I have the opportunity from time to time to appear on our local TV channel on issues regarding youth health for our City. I’d like to share an interview I did recently about bullying- you might find useful information to share with your youths parents or other community members.
I apologize for the fact that video isn’t embedded at the time of publishing- I will see what can be done to remedy this. I hope you enjoy it.
So, it’s been a tumultuous few months. Our regular readers (if any of you are still around after the shockingly bad way we’ve neglected this site over the last few months) might remember that in September or October we mentioned the arrival of our foster daughter. This was the primary reason for our drop in posts, additionally, we are working very hard to get a youth services non-profit going in our local area so I’m just gonna catch you up today and give you some of my experiences in the hopes that you glean something important from this post.
First, lets talk about our foster daughter. We spend all of the fall with her, making sure she went to school, teaching her social skills, giving her all the love and support we believed she needed to make the right choices. And we saw real improvement. She was attending school regularly. She was having great grades. She was working through grief after the loss of her sister last year. Everything seemed great. It culminated in a wonderful family trip to Chicago for Thanksgiving and a really amazing Christmas day.
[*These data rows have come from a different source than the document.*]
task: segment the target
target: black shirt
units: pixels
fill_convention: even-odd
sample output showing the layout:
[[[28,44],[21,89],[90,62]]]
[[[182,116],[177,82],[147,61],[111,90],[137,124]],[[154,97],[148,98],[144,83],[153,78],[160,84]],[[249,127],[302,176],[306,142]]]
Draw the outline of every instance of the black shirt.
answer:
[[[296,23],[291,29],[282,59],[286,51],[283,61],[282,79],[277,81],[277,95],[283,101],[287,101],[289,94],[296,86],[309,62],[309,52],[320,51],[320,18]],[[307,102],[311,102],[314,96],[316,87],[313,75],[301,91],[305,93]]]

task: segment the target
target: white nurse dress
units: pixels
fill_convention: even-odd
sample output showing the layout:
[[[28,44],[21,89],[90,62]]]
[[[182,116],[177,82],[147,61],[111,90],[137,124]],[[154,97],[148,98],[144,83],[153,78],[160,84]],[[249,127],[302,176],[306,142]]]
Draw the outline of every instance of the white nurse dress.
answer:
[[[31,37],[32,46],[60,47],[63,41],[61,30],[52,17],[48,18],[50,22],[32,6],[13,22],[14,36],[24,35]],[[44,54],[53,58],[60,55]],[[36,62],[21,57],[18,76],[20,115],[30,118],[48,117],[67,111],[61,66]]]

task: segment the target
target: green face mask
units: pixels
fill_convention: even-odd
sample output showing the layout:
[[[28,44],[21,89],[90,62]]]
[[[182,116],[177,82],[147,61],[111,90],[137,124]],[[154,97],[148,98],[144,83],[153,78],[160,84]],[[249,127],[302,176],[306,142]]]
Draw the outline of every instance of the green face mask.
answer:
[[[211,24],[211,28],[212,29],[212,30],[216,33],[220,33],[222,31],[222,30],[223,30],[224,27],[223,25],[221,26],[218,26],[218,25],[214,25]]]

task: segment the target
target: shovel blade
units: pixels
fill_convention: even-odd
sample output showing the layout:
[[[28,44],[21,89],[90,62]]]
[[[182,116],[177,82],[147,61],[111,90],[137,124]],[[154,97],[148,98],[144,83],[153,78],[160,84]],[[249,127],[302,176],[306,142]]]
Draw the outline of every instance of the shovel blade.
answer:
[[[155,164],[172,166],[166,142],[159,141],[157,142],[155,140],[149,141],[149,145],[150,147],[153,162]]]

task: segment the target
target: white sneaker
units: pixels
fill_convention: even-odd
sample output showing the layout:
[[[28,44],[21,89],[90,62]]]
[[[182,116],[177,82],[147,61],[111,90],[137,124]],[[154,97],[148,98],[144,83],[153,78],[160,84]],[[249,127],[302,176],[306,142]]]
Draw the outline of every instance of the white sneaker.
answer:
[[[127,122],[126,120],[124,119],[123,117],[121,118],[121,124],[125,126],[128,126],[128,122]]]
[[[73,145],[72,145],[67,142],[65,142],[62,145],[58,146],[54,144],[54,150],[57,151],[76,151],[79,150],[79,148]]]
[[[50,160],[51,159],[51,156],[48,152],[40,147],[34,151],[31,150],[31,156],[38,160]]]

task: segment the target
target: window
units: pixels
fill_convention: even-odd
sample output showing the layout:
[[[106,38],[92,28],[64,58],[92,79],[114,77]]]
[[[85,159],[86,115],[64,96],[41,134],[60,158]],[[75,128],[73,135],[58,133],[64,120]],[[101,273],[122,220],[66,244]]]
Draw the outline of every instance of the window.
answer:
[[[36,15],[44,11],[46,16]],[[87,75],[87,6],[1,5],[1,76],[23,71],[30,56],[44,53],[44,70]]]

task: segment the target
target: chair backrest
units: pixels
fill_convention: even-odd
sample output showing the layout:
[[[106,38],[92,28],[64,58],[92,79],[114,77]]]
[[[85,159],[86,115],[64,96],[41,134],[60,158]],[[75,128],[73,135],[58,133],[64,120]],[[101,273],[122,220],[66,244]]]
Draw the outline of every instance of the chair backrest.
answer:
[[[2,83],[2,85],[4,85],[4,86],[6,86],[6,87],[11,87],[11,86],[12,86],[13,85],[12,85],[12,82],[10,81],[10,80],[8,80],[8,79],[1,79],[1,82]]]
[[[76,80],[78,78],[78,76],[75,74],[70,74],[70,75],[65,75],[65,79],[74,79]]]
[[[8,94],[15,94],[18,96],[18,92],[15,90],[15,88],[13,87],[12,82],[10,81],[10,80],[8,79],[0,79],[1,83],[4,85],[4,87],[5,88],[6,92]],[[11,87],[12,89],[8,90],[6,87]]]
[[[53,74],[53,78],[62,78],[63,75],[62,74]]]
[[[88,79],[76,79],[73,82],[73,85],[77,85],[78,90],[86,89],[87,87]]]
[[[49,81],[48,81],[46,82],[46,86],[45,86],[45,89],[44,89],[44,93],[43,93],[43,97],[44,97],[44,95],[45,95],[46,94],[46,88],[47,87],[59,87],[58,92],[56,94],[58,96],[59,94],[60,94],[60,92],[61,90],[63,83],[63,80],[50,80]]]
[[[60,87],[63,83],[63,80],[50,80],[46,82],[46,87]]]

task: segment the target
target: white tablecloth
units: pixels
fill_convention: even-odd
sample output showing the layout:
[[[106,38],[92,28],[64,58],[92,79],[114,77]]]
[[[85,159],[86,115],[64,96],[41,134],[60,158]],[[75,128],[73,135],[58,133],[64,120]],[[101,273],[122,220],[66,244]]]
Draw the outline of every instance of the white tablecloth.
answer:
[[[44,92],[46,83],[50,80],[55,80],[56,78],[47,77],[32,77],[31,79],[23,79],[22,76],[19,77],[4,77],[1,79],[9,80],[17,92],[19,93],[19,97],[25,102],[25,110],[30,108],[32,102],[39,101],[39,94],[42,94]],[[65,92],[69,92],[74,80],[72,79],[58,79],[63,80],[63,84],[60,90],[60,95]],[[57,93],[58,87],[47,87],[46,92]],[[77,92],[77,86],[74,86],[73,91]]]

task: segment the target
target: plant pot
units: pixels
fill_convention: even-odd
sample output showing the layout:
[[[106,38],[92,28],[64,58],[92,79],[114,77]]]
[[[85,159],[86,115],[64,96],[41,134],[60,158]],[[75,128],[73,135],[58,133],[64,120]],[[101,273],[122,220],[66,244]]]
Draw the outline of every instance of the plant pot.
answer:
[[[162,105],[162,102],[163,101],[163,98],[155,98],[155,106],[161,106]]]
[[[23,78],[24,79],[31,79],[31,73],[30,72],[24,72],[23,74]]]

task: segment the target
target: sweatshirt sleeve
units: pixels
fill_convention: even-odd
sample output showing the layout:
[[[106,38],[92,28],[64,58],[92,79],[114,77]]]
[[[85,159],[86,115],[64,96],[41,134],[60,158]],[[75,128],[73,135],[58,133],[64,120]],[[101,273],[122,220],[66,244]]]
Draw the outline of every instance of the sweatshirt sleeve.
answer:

Two days after Christmas we found out that she was pregnant. At first we dismayed, what had we done wrong? She was sure she had gotten pregnant in September…. yeah, on our watch!!! It was a time of great sadness and grief for us. For how we had failed her and how her life was now completely different from the one she was building while living with us. We then found out that she had been pregnant for much longer than expected, in fact she is due in April. We also found out about a lot of lies, not only about the pregnancy but ongoing in her personal life, she removed herself from family engagement, chores, dinners, etc and so we weren’t able to teach her any further. It was with a heavy heart that we helped her move back home (she was with us voluntarily through a private placement) between semesters. I’m trying to stay connected but all the excuses she had before she moved in with us have crept back in. She’s sick. She’s tired. She has basically shut down emotionally, mentally, physically… it’s so sad to see when on December 25th she was so vibrant.
What I am learning and how it might help you:
I can’t say I’ve learned this yet. It’s a daily struggle. And the optimist, idealist, compassion-driven, perfectionist within me fights this idea every day… but you can’t save everyone single-handedly. Sometimes, they have made choices before you met them or worked with them that have put events in motion that are beyond your control. There are always consequences. Some good and some not so good. I’m still going to be there for her, most likely in the birthing room and all, but I’ve got to put some of my energies which have been spent on her into youth who want help, who want to make a difference. This has nothing to do with her being pregnant. It has everything to do with her shutting down and withdrawing from all assistance, reason or help. We could’ve worked through pregnancy but she has to want to be the best mom she can and make better choices and right now, she isn’t choosing to. It’s another, in a long line of situations, where this isn’t her fault. Someone else is responsible. I’m still here. I’m still ready to help and provide advice and support but she has to be ready to hear it and right now she isn’t. So I have to focus my energies and resources on some youth who are, because this one teen is taking away from many others who are ready to make a change in their own life and in the lives of others.
Next lets talk about how starting a non-profit is going. When I was in the UK it was so much easier. Follow the Charity Commission’s easy to read step-by-step manual and have 5,000 GBP and you were good to go! Not so in the US. Are there ‘easier’ ways of trying to achieve what I want? Yes, if I lie. Or bend the truth. Or add services to our roster that aren’t in the plan just to meet our end goals. (That is one thing that my years of non-profit work have shown me, there are a lot of well-intentioned people, willing to change the vision, mission and goals of their organization to chase funding, venues, transport, community partnerships, etc. and I have always found this practice personally deplorable- I know harsh words but it’s how I feel when it comes to my work- be you and do what you do best no matter what. Update since posting: This is about people doing things and adding things that have no bearing on the needs in their community or in their overall vision just to get grant money *typically* ‘we need money to run our youth club so lets add a teen pregnancy program since that’s a hot social issue right now and has lots of money’). So I’ve been slogging through trying to figure out how to do the 501c3 paperwork for several years. I’m a college educated person, how can it be this hard? So many others were able to get their stuff up and going, why can’t I? Oh yeah, they have 3 board members who are their family. They chose the most basic way to get the application in so they could get approval then changed what they ‘said they would do’ even though they planned it that way all along. They started a religious organization, when they aren’t one. (My city has over 300 religious organizations – churches- in it and only about 150 are even remotely active.)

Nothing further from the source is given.